Question: A question concerning Boris Berezovsky, whose extradition Brazil is demanding. Is the Russian government engaged in any negotiations with Brazil on the extradition of Berezovsky to Russia in case he finds himself in Brazil?
Foreign Minister Lavrov: This is a criminal matter, as acknowledged by Brazilian courts. Law enforcement bodies deal with criminal matters and all kinds of crimes in our country; they, from what I've heard, are in contact with the law enforcement bodies of Brazil and other countries.
Question: Please tell us about progress in the work on the creation in Russia of a multilateral uranium enrichment center.

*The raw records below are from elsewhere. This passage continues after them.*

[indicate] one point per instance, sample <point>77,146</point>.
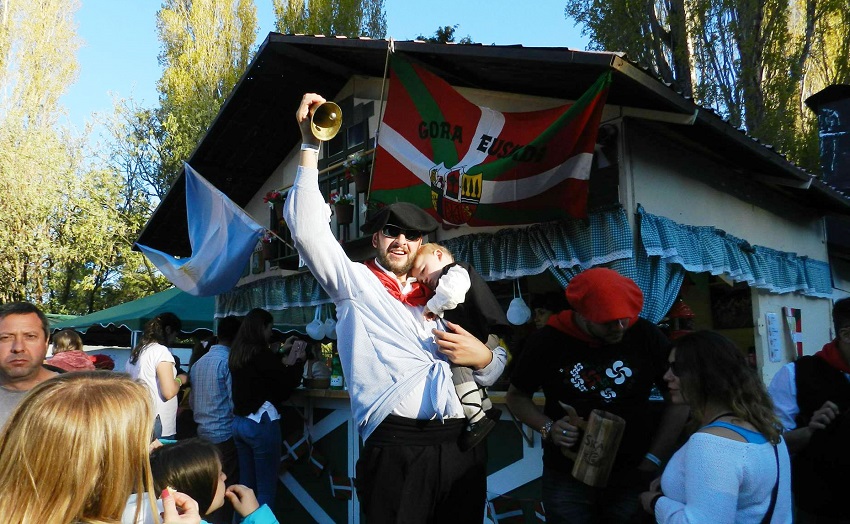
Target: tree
<point>445,35</point>
<point>206,45</point>
<point>351,18</point>
<point>37,162</point>
<point>753,61</point>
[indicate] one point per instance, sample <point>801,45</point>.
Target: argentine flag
<point>222,237</point>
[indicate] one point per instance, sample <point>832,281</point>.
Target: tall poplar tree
<point>37,164</point>
<point>753,61</point>
<point>350,18</point>
<point>206,46</point>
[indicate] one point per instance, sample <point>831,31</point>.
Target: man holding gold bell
<point>598,356</point>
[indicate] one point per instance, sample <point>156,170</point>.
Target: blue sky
<point>119,54</point>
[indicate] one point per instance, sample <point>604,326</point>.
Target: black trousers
<point>230,467</point>
<point>412,471</point>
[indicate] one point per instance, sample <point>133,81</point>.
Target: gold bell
<point>326,121</point>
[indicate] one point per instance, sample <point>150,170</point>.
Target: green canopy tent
<point>194,313</point>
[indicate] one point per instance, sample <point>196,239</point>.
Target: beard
<point>398,267</point>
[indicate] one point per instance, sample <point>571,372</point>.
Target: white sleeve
<point>488,376</point>
<point>307,216</point>
<point>713,474</point>
<point>451,290</point>
<point>783,392</point>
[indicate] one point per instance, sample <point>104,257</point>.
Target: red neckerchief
<point>565,322</point>
<point>418,295</point>
<point>832,355</point>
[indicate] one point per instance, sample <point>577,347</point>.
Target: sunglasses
<point>391,231</point>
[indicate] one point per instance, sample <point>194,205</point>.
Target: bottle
<point>337,380</point>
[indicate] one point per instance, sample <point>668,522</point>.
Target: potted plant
<point>357,170</point>
<point>275,200</point>
<point>343,207</point>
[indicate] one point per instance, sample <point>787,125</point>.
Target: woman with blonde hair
<point>735,466</point>
<point>74,450</point>
<point>68,352</point>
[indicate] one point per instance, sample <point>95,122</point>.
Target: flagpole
<point>390,51</point>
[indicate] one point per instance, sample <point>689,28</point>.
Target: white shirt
<point>451,290</point>
<point>144,370</point>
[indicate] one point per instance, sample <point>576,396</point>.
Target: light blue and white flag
<point>222,237</point>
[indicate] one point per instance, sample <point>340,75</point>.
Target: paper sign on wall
<point>774,337</point>
<point>794,321</point>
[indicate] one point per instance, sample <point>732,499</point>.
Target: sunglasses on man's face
<point>391,231</point>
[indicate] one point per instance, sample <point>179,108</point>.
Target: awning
<point>194,313</point>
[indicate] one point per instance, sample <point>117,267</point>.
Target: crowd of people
<point>420,337</point>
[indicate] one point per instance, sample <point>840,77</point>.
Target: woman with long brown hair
<point>76,448</point>
<point>152,363</point>
<point>735,465</point>
<point>261,380</point>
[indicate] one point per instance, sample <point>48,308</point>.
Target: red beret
<point>602,295</point>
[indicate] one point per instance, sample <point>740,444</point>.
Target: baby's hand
<point>243,499</point>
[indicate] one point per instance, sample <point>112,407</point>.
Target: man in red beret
<point>396,361</point>
<point>599,355</point>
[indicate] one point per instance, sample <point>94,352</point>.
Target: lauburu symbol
<point>619,372</point>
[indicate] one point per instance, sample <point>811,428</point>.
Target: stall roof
<point>255,129</point>
<point>194,313</point>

Foreign Minister Lavrov: The proposal on the creation within Russia of a multilateral uranium enrichment center which would be operating under IAEA safeguards is already being realized in practice. Kazakhstan and Armenia have joined this project. We know that some other countries are also showing interest, so that the project is in the active stage of implementation.
Question: Sergey Viktorovich, what do you think needs to be explained in the first place to Americans and not just to them alone why other people's missiles cannot be a part of the system for ensuring the national security of Russia?
Foreign Minister Lavrov: I think that this is a good argument. One's own security cannot be ensured at the expense of that of others. This is the principle laid down in the Rome Declaration. It was signed by the leaders of Russia and the NATO countries in 2002. The way the situation is now evolving in the area of missile defenses and the CFE Treaty obviously undermines this jointly agreed principle. We will be doing all we can to continue negotiations and look for agreements resolving these situations which would be based on the principle of the indivisibility of security, of the inadmissibility of ensuring one's own security at the expense of that of others. We will in this work be using the good argument prompted by the Rossiiskaya Gazeta correspondent. Thank you.